Trump può essere utile?

Trump

Lo può, cioè, anche per chi pur non condividendo certi suoi importanti presupposti, come il riconoscimento di una giustizia naturale, trova che certe sue azioni possano sortire effetti positivi? Penso ad esempio ad fatto che Trump a parole insulta Zelenskj ed elogia Putin, ma nei fatti  ha causato (eliminando Maduro) o potrebbe causare (eliminando il regime teocratico iraniano) più danni lui a Putin di quanti gliene abbiano causati Biden e molti leader europei.

La risposta non è facile: da un lato occorre evitare uno schizzinoso e astratto “purismo”, che rifiuta tutto ciò che proviene da qualcuno di cui non si condividono presupposti essenziali. C’è un pragmatismo che può essere “sano”.

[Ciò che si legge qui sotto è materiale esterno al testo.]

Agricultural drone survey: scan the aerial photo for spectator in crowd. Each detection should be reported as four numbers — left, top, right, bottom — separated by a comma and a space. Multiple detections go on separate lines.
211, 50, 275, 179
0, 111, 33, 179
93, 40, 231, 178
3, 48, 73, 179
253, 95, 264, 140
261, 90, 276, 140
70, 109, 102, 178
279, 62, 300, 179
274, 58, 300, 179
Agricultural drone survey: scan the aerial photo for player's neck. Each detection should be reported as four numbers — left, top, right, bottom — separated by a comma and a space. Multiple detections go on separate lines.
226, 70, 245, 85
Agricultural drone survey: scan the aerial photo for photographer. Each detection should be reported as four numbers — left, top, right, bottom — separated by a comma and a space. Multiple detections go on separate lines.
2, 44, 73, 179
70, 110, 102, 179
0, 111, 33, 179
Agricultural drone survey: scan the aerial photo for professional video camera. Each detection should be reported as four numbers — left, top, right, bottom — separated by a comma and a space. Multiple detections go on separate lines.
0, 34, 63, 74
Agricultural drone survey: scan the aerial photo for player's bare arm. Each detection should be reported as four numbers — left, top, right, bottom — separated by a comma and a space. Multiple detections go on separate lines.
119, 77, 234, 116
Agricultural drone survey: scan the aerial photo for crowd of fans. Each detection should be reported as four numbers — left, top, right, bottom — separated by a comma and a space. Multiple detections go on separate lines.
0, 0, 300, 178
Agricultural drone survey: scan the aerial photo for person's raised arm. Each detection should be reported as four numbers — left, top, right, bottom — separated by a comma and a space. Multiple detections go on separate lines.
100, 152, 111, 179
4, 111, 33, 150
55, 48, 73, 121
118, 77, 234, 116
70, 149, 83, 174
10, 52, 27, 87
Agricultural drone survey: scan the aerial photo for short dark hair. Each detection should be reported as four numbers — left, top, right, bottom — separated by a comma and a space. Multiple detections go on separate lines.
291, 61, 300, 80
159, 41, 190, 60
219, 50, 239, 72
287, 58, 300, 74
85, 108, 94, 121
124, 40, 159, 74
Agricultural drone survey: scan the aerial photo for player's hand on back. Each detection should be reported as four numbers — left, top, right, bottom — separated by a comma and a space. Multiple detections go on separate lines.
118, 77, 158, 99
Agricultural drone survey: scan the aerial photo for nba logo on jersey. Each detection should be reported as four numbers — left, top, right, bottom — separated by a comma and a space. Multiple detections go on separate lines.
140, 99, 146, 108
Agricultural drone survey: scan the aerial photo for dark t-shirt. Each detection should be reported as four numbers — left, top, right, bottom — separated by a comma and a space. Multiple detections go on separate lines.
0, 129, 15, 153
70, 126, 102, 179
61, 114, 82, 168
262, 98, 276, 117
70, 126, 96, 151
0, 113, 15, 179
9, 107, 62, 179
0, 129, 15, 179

Dall’altro occorre tener conto che, come la storia ha più volte insegnato, non basta essere nemico dei propri nemici, per essere degno di fiducia e di appoggio.

La risposta dunque non è facile. Due coordinate però possono aiutare: una è che da un lato la storia è nelle mani di un Altro, che può trarre del bene anche dal male, l’altra è che, d’altro lato, è comunque necessario chiamare le cose col loro nome, ed essere il più chiari e trasparenti possibile nelle valutazioni. Di conseguenza occorre servirsi di Trump, nella misura in cui ciò è possibile, senza diventarne succubi, senza servirlo. Occorre una disponibilità a collaborare condizionata, circoscritta e vigile. In omaggio alla indicazione paolina (1 Tessalonicesi 5,21: “πάντα δὲ δοκιμάζετε, τὸ καλὸν κατέχετε”): “esaminate ogni cosa” (senza pregiudizi rigidamente e astrattamente puristici), “trattenete” [solo] “ciò che vale” (senza ingenuità, senza firmare assegni in bianco).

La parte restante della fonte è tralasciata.